No, exactly, and that's the point. And if that's the case... That's why I brought up Sodom.
Let me ask you a second question. Well, hold on, let me answer your question a little bit more formally. Were there any good people in Israel, in the nation of Israel?
Right, so let me answer your question one by one.
Because if the answer is that there were bad people in Israel too, why is it that they don't get killed as well?
The slaughter of the children has the same problem, because it has to do with innocence. Okay, so let me address that problem. Nobody's innocent, but my specific question is... No, but you're saying the children in the land of Canaan are innocent and they're being slaughtered. No, that's not what I'm saying right now.
You said that earlier. What I'm saying is that I retracted the word innocent because I know it can be a bit tricky. But what I'm saying specifically here is that if the reason why Canaan is destroyed is because they're immoral, there's all kinds of immorality happening within the Israelite nation. Hold on, hold on. Yes. happening within the Israelite nation as well.

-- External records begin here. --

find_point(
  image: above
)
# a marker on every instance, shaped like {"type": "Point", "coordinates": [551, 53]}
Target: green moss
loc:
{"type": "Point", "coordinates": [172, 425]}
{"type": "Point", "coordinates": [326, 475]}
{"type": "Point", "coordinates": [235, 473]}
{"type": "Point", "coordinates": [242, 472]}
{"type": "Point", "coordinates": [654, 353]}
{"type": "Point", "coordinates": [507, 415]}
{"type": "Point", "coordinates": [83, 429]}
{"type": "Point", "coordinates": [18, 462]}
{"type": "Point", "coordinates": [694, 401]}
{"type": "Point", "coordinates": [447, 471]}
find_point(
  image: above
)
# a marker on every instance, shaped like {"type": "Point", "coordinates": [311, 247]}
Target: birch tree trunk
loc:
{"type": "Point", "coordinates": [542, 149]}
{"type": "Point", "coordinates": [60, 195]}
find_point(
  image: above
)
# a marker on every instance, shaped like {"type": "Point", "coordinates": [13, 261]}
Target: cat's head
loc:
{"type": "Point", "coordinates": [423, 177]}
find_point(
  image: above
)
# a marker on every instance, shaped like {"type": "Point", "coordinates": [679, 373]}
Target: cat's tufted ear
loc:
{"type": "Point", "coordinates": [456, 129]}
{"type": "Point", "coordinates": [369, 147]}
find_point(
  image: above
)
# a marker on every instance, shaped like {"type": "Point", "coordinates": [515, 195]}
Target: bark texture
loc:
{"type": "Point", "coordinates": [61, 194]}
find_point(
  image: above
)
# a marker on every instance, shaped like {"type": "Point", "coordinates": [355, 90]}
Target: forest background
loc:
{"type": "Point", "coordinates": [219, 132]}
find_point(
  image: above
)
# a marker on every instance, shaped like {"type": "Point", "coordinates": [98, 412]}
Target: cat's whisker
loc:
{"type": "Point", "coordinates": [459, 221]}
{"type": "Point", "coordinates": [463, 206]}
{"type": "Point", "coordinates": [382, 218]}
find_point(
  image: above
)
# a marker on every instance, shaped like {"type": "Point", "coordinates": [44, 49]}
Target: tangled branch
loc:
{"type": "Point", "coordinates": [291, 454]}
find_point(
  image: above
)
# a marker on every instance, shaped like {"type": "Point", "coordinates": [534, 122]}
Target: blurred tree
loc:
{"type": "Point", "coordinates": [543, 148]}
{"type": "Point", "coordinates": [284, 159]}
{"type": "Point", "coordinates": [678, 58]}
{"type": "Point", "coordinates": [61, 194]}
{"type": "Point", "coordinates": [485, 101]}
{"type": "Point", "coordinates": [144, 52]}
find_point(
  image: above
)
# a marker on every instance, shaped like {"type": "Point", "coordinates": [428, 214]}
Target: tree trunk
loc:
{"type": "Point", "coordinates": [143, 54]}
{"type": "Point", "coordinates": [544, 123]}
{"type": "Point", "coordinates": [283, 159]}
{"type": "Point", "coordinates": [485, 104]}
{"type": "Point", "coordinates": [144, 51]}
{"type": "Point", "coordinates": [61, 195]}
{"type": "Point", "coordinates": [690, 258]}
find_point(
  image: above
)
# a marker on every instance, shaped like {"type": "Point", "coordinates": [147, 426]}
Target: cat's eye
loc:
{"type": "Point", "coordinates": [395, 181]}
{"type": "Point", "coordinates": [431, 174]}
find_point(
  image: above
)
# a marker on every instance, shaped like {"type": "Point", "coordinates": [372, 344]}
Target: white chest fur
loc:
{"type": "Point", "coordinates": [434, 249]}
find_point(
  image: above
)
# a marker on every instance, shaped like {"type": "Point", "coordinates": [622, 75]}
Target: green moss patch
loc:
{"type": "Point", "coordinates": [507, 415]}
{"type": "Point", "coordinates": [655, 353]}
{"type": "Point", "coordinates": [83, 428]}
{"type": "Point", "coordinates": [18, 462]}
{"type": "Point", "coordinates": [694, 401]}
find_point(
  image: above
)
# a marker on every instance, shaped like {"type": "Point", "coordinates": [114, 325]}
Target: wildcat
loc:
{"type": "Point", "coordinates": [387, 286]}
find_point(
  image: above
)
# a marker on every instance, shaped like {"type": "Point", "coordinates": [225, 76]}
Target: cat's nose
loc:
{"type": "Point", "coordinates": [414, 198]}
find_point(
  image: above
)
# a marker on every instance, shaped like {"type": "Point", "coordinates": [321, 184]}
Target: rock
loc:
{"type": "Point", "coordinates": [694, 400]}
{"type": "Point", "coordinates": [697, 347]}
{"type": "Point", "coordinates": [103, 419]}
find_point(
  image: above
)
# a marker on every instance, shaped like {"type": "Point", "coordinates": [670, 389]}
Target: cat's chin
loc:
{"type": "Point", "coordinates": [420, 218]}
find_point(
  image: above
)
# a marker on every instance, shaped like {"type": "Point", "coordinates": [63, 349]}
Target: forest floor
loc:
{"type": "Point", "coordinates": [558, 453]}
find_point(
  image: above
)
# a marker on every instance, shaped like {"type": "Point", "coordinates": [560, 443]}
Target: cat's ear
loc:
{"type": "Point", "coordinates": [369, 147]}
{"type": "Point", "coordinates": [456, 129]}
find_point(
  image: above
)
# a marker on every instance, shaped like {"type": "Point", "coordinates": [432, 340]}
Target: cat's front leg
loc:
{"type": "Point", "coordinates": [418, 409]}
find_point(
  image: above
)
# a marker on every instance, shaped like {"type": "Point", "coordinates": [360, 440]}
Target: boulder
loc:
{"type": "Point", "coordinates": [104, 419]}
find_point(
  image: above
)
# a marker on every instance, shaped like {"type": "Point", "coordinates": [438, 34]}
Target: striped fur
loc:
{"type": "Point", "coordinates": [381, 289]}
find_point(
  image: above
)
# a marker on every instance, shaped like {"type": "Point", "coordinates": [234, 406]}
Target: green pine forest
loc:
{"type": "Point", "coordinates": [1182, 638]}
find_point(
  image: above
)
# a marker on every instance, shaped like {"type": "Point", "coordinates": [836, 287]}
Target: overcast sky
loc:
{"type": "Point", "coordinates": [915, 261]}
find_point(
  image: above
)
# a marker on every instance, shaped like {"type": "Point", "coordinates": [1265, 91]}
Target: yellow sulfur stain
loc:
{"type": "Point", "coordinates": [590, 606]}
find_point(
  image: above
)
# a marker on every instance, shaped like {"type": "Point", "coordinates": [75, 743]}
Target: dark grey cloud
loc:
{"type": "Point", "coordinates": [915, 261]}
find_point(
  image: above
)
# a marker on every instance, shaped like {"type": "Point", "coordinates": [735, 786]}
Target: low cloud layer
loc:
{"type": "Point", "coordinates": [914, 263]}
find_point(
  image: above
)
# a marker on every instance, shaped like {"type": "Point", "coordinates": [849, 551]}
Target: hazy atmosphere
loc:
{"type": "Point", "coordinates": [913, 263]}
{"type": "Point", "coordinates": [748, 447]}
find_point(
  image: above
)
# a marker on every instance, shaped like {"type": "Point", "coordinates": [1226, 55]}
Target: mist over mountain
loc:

If it's not about nation, if it's not about tribe, then why is it that Israel aren't told to kill the immoral people in their tribe, but only people in the other tribe?
No, no, they are. And in fact, that's what they do. And in fact, that entire generation that was promised the promised land died out without seeing the promised land because of their sin. But not at the hands of the Israelites. Okay, fine.
The Israelites are not told to expunge their own nation of the sinful people by killing them.